Signing

May not be perfect

If you’re anything like me, then you’ve daydreamed extensively about signing your first publishing contract. For me, this moment came at the end of long years of drafting and hoping and redrafting and wishing and reredrafting. There had been crushing rejections and moments of hope, encouragement and criticism, and a whole lot of determination.

This moment deserves to be dreamt about. This was my dream:

I’d be sitting in a sunlit room with books shelved artfully across the walls. You know, like in those period dramas where the hero and heroine don’t appreciate all the time they have to lounge around in spacious mansions.

I’d have acquired a chaise lounge. Now, I’m not entirely certain I’ve ever sat on one of these, but in my imagination I’m hecking comfy. Half sitting, half lounging. Totally elegant.

I’d be wearing the prettiest dress. Since I spend most of my life in dungarees, I would have apparently had a major wardrobe overhaul. Oh, and my hair would be up in a bun – a classy one with delicate tendrils around my miraculously blemish-free face.

I’d have a quill. Got to have a great big quill to sign anything of importance. And the contract would be on impressive card – the kind where you can tell someone has chopped down an extra special tree to make it.

The biggest thing – I’d feel happy. I’d feel successful. I’d feel like everything I’d been working for had come together. I’d know – in this perfect moment – that I’d made it.

Perhaps you don’t picture your moment of signing in the same way. You might even be more realistic than me and not expect a random mansion and a chaise lounge and a quill. You might expect that you’ll sign electronically and will probably have a spot on your forehead.

But I wonder if the feeling is what we want, when we strip away everything else. A moment to sit back and see our signature on a contract and say to ourselves, you’ve done it.

After all my dreaming, I would have settled for that. If I could have had a moment of gentle acceptance, that would have been lovely. Sadly, I didn’t feel much of anything when I signed my first publishing contract.

A week before my contract came through, my mum had a brain aneurysm. Six days before signing, my mum had surgery to clamp the artery in her brain and my mother-in-law had a planned stent replacement. My mum continued to have more surgeries over the next week, while my mother-in-law slowly came off breathing support. The day when I signed my contract, both my mum and mother-in-law were still in hospital.

(I want to interject here and say that both mums are now happy and healthy. They have recovered incredibly well and are back to their old selves.)

I almost put off signing. I’d had this perfect image in my head for so long and even though real life would never live up to it, anything had to be better than this. I decided to go ahead in the end. My mum is one of my biggest cheerleaders, and I knew she would be so cross at me for not signing.

I made sure my husband took a picture as I squiggled on our iPad. Under all the worry and sadness, I knew this was a big moment. I knew this was what I’d worked for and fought to achieve for a very long time. I knew I’d want to remember this monumental moment.

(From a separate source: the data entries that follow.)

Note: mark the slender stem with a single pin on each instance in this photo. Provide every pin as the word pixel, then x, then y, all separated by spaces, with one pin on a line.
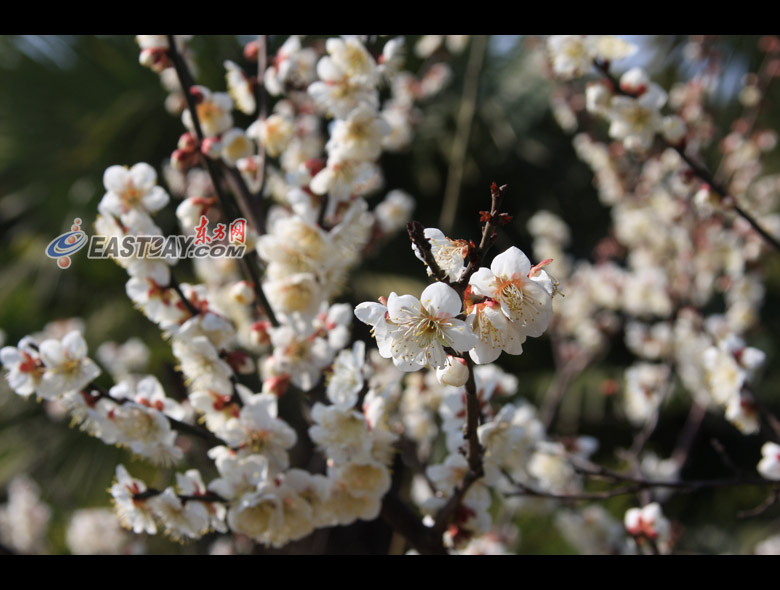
pixel 208 497
pixel 473 454
pixel 262 300
pixel 185 79
pixel 682 451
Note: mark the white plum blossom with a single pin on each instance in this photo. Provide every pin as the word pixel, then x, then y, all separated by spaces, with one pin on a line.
pixel 419 329
pixel 67 366
pixel 132 189
pixel 449 254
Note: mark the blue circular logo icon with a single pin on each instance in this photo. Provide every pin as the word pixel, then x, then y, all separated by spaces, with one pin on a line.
pixel 61 247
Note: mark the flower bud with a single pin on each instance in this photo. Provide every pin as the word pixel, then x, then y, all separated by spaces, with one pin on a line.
pixel 242 292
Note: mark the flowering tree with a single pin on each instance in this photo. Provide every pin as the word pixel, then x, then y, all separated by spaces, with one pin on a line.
pixel 290 418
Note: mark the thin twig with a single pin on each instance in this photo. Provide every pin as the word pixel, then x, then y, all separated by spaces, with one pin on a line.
pixel 463 130
pixel 185 79
pixel 174 284
pixel 473 454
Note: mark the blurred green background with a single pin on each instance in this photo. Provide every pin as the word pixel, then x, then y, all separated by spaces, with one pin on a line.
pixel 70 106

But at the time, I was incredibly numb. Signing with a publisher for the first time – my dream coming true – felt like nothing compared to both mums being happy and healthy. My brain was entirely taken up with them and there was nothing left for anything else, not even something so important and special.

The thing I’d forgotten to take into account as I dreamed about signing my contract, is that life doesn’t stop. We very rarely have those perfect days that are just good. There is always mix of highs and lows. Often they aren’t at such dramatic ends of the scale, but even on a lovely day we might step in a puddle or stub our toe.

Months have passed now, and both mums are well. Life has quietened down a little, and I can look back and feel so incredibly happy and proud about signing my first publishing deal. That moment wasn’t at all what I dreamed of – didn’t come remotely close – but it was an achievement and I have to keep telling myself it is real.

It’s hard not to elevate moments like this in our lives. We live in a society that celebrates the highlights reel. We only catch glimpses of the struggles. It’s easy to think that other people have perfect moments and we will too.

I guess what I want to say is, it’s okay for a moment you’ve longed for and worked for and dreamt of to be nothing like what you imagined it would be. It’s okay to feel a mix of emotions when you take a significant step forward with your writing. Life doesn’t stop and joyful moments don’t have to be purely joyful.

I am so happy my mum is well and my mother-in-law is too. I am so proud of signing my first publishing contract. It wasn’t what I imagined, but it is real.